LAUSR

Abstract Cold-formed steel components exist in a variety of structural systems including wall, floor, and roofing systems. A common feature of these cross sections is that they are often open and singly symmetric or point symmetric. While design requirements for these cross-sections account for the relevant effects resulting from their lack of symmetry, structural analysis programs do not always consider these effects. Engineers will use structural analysis programs to calculate the appropriate load sharing among members in the structural system. Accounting for the appropriate stiffness of each member and the related deformations is a vital component to determining the final distribution of bending moment, forces, and displacements. Many common structural analysis programs treat all sections as doubly symmetric without warping. Removing this assumption causes non-symmetric cross sections to exhibit nonplanar displacements and complicates the stability limits. The analysis of two structural systems composed of non-symmetric members was completed with varying member modeling assumptions utilizing multiple finite element software programs.

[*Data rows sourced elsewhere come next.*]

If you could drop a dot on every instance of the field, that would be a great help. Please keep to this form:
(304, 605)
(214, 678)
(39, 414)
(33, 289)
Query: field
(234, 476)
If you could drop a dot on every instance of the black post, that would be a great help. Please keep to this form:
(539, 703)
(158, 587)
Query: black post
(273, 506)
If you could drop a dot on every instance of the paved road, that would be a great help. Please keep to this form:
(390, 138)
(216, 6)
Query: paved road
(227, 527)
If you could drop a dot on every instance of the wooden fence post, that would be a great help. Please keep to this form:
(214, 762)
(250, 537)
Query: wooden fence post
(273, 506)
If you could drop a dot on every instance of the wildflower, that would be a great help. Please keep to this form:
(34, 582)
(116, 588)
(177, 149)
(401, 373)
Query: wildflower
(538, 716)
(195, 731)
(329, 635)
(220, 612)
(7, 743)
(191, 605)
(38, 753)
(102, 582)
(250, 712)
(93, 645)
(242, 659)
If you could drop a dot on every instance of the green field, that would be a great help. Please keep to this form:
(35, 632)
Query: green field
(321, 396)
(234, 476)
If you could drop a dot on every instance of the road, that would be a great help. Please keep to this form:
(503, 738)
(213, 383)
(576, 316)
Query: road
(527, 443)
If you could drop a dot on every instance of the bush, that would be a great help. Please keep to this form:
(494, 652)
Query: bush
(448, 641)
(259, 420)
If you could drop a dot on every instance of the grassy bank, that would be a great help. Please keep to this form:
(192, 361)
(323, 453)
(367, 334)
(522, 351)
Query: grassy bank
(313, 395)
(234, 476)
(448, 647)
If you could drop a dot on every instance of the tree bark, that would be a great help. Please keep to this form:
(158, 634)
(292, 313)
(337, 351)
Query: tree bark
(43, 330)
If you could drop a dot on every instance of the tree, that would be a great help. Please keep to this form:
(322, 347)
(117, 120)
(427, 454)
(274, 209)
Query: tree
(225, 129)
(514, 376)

A single channel portal frame was investigated that was subjected to simulated gravity load and wind loading with varying bracing support. Additionally, a roofing system with Z-section or channel purlins and channel bracing was investigated. The finite element analysis results were compared among the various modeling assumptions and existing experiments where available. It was observed that good agreement between the doubly symmetric and the more complex analyses was obtained in some instances, particularly when the members were loaded to low levels and highly constrained. However when loading is closer to the elastic limits and members can more freely move out-of-plane, the inclusion of non-symmetric section properties becomes a critical factor in determining an accurate response for both internal forces and displacements. The variations between these different analysis methods were found to be difficult to predict due to the cumulative effect of the competing mechanical behaviors that could result in either conservative or unconservative responses when ignoring non-symmetric behavior.